Differential Revision: D22407478

fbshipit-source-id: 4001cf96dc502e00f00a27d57c63ba0028a52671
parent ca9225f8
......@@ -21,8 +21,8 @@ namespace folly {
template class SharedMutexImpl<true>;
template class SharedMutexImpl<false>;
namespace detail {
std::unique_lock<std::mutex> sharedMutexAnnotationGuard(void* ptr) {
namespace shared_mutex_detail {
std::unique_lock<std::mutex> annotationGuard(void* ptr) {
if (folly::kIsSanitizeThread) {
// On TSAN builds, we have an array of mutexes and index into them based on
// the address.
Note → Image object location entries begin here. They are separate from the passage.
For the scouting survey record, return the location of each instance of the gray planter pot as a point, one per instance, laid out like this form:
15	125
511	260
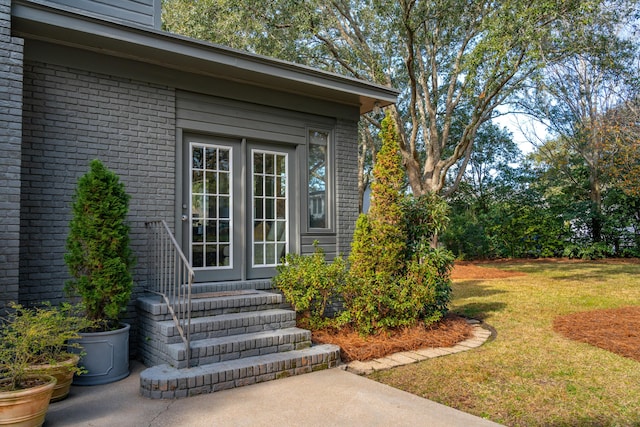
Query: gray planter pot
106	356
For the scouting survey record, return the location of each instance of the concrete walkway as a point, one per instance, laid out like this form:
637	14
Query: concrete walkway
332	397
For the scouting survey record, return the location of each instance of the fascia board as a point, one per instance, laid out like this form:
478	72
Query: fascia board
45	22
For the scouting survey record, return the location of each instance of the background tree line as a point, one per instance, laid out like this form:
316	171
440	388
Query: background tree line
569	65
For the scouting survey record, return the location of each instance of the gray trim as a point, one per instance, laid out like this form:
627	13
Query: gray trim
136	12
37	50
39	21
331	187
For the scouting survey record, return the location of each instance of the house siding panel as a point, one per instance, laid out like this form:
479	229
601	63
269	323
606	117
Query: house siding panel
346	183
11	63
73	116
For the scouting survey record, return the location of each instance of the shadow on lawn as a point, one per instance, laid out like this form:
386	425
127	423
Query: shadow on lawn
477	290
478	310
581	270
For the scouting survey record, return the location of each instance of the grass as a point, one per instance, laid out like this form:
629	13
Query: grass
529	375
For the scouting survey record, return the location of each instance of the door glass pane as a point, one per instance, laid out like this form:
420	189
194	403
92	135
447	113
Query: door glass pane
269	198
211	202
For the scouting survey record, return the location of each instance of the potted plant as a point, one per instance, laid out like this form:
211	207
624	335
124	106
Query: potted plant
100	261
50	344
24	396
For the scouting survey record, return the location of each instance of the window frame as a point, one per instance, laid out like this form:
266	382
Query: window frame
330	182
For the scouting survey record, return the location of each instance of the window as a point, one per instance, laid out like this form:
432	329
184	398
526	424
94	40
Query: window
318	179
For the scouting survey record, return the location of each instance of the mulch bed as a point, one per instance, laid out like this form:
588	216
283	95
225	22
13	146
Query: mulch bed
615	330
445	333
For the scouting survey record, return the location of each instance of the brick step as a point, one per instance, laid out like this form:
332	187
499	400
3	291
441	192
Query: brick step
166	382
213	350
228	324
260	284
213	303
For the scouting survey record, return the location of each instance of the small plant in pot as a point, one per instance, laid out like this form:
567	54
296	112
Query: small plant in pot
24	395
50	344
100	261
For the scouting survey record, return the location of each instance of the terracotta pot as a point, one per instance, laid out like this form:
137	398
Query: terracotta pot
28	407
63	372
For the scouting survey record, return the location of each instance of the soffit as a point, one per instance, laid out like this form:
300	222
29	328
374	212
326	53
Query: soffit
42	21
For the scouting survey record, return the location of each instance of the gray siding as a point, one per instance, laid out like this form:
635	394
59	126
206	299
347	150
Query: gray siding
139	12
71	117
225	117
11	62
346	183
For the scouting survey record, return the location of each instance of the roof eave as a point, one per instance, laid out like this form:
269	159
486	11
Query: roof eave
54	24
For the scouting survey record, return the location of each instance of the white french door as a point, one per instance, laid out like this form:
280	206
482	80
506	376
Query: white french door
238	215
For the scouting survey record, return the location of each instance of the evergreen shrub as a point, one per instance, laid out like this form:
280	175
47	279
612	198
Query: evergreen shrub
98	255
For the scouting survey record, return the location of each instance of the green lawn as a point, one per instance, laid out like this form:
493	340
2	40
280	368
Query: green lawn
529	375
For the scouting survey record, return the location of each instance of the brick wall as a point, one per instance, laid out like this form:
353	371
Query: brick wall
346	183
11	58
70	117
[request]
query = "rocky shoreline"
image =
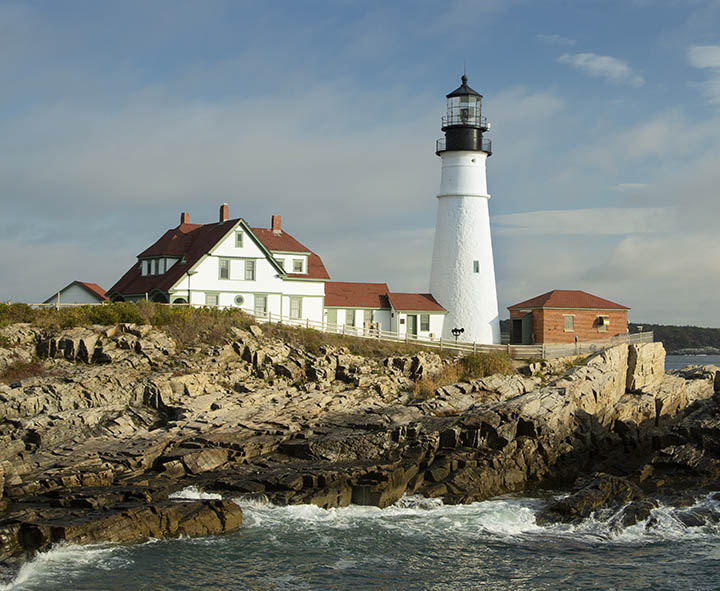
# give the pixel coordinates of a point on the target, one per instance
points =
(117, 420)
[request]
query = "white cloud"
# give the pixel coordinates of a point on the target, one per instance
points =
(555, 39)
(704, 56)
(707, 57)
(607, 221)
(625, 187)
(603, 66)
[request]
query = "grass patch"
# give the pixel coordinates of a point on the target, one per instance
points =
(187, 326)
(480, 365)
(314, 340)
(471, 367)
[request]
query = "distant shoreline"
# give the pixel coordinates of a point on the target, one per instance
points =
(696, 351)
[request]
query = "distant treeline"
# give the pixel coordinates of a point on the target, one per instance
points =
(682, 337)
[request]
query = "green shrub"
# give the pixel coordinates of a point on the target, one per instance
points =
(14, 313)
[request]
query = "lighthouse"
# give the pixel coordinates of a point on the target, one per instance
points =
(462, 278)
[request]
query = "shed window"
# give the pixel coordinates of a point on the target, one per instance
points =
(250, 270)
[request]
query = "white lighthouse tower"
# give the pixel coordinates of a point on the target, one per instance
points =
(462, 278)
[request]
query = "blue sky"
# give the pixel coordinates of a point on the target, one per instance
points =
(115, 117)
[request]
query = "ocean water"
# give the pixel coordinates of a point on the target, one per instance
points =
(417, 544)
(680, 361)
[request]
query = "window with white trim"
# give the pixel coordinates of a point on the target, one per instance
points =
(260, 304)
(249, 270)
(295, 307)
(603, 323)
(224, 272)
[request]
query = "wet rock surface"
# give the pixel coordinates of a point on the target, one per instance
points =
(91, 449)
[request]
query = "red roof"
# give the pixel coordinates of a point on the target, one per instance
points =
(192, 241)
(93, 288)
(569, 298)
(356, 295)
(415, 301)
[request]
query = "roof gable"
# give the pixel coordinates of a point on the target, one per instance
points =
(569, 298)
(344, 294)
(421, 302)
(92, 288)
(191, 242)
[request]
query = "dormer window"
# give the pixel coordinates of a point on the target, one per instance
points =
(156, 266)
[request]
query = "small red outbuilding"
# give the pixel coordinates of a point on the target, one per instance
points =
(566, 316)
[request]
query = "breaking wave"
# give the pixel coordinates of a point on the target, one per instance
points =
(440, 547)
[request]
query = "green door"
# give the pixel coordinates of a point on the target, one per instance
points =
(332, 318)
(412, 324)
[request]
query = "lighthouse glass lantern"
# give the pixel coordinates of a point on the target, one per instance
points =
(464, 124)
(464, 110)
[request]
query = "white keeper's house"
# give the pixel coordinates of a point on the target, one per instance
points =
(265, 271)
(268, 273)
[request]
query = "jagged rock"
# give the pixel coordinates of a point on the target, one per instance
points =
(158, 520)
(604, 491)
(229, 418)
(646, 366)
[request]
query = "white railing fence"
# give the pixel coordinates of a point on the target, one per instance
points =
(520, 352)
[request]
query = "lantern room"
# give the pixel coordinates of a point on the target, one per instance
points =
(464, 124)
(464, 107)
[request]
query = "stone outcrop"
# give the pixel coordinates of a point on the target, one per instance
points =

If the array is of prime size things will work out okay
......@@ -35,6 +35,16 @@ std::unique_lock<std::mutex> sharedMutexAnnotationGuard(void* ptr) {
return std::unique_lock<std::mutex>();
}
}
} // namespace detail
uint32_t getMaxDeferredReadersSlow(std::atomic<uint32_t>& cache) {
uint32_t maxDeferredReaders = std::min(
static_cast<uint32_t>(
folly::nextPowTwo(CacheLocality::system().numCpus) << 1),
shared_mutex_detail::kMaxDeferredReadersAllocated);
// maxDeferredReaders must be a power of 2
assert(!(maxDeferredReaders & (maxDeferredReaders - 1)));
cache.store(maxDeferredReaders, std::memory_order_release);
return maxDeferredReaders;
}
} // namespace shared_mutex_detail
} // namespace folly
......@@ -259,11 +259,22 @@ struct SharedMutexToken {
uint16_t slot_;
};
namespace detail {
namespace shared_mutex_detail {
// Returns a guard that gives permission for the current thread to
// annotate, and adjust the annotation bits in, the SharedMutex at ptr.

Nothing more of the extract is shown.